Serviettes main gauche, baguettes main droite, David Kagawa hume avec délectation son grand bol de Bun bo Huê (vermicelles au bœuf sauté à la huéenne), avant d’entrer dans le vif du sujet. Puis, entre deux bouchées, ce touriste américain nous dit, l’air amusé : « Il y a trois choses à ne pas manquer lors d’une virée à Saigon : marchander au marché de Bên Thành, traverser les rues aux heures de pointe, et manger chez Lunch Lady. Ce dernier m’a servi le meilleur +bun+ que j’ai jamais mangé au Vietnam ».

Tous les jours, de 11h00 à 14h00, l’auberge accueille de nombreux clients, pour la plupart des touristes étrangers. Et le week-end, l’établissement peut servir plusieurs centaines de couverts, même s’il n’y a qu’une vingtaine de tables à disposition.

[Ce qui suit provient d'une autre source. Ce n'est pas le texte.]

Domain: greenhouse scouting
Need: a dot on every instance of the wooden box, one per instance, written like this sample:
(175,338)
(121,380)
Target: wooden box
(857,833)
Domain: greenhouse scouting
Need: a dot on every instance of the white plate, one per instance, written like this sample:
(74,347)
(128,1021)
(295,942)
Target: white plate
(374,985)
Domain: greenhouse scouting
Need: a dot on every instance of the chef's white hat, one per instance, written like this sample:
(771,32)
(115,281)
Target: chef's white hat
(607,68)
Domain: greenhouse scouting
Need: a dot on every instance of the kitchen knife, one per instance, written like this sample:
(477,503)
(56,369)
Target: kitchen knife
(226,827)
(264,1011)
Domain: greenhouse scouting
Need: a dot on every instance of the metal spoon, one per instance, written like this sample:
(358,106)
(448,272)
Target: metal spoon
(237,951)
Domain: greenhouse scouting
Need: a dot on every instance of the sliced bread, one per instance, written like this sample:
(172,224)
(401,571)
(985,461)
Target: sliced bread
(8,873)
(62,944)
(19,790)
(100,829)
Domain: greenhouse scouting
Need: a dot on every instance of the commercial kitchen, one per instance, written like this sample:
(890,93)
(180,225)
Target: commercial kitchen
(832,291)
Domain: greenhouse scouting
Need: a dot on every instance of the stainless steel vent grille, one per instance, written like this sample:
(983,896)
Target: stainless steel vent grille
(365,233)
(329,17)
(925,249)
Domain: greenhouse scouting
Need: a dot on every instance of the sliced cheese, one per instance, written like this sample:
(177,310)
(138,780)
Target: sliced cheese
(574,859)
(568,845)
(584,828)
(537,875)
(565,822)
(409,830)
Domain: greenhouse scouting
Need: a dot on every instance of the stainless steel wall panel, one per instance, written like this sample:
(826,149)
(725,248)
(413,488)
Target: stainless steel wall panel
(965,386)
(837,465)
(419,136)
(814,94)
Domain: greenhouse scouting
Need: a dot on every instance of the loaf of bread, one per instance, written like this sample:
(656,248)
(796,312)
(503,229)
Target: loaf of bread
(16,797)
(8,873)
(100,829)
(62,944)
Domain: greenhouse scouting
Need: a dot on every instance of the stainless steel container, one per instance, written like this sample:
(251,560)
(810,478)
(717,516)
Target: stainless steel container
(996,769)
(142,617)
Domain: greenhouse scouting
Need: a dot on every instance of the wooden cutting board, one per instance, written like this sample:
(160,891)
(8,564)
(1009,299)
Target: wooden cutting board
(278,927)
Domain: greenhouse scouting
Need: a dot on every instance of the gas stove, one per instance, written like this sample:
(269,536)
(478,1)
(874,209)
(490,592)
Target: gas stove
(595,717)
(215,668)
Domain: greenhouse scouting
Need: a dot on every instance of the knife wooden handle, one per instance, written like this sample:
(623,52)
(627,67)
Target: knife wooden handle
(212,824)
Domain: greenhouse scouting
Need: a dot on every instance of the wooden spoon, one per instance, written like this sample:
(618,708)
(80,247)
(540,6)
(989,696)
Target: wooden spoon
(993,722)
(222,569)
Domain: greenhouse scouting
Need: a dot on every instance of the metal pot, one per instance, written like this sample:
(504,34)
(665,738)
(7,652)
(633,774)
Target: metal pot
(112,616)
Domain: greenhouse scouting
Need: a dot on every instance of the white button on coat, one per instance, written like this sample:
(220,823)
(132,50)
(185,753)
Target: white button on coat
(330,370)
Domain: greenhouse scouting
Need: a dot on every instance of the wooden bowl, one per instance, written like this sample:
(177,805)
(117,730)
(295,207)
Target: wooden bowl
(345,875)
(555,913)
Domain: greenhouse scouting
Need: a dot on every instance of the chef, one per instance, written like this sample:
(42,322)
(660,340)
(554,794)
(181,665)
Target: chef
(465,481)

Accompagné de deux amis, Taylor Buser, un Australien enseignant l’anglais à Saigon depuis un an, déclare : « Avant de venir au Vietnam, j’ai vu Lunch Lady sur l’émission télévisée +No Reservations+ sur la chaîne Travel Channel. Je me demandais quel était le secret de ses recettes si appétissantes ? Maintenant, j’y vais tous les deux jours avec des amis ».

N’espérez pas trouver un lieu cossu et climatisé. Ici, on est en plein air, avec les bruits de la rue qui vont avec. Mais c’est aussi ce qui fait son charme. « Vous avez besoin d’un climatiseur? C’est lui, ce grand badamier, indique Kathryn Sparks, touriste britannique. J’adore manger en regardant le soleil à travers le feuillage, en sentant le vent lécher délicatement mon visage dans ce doux capharnaüm ».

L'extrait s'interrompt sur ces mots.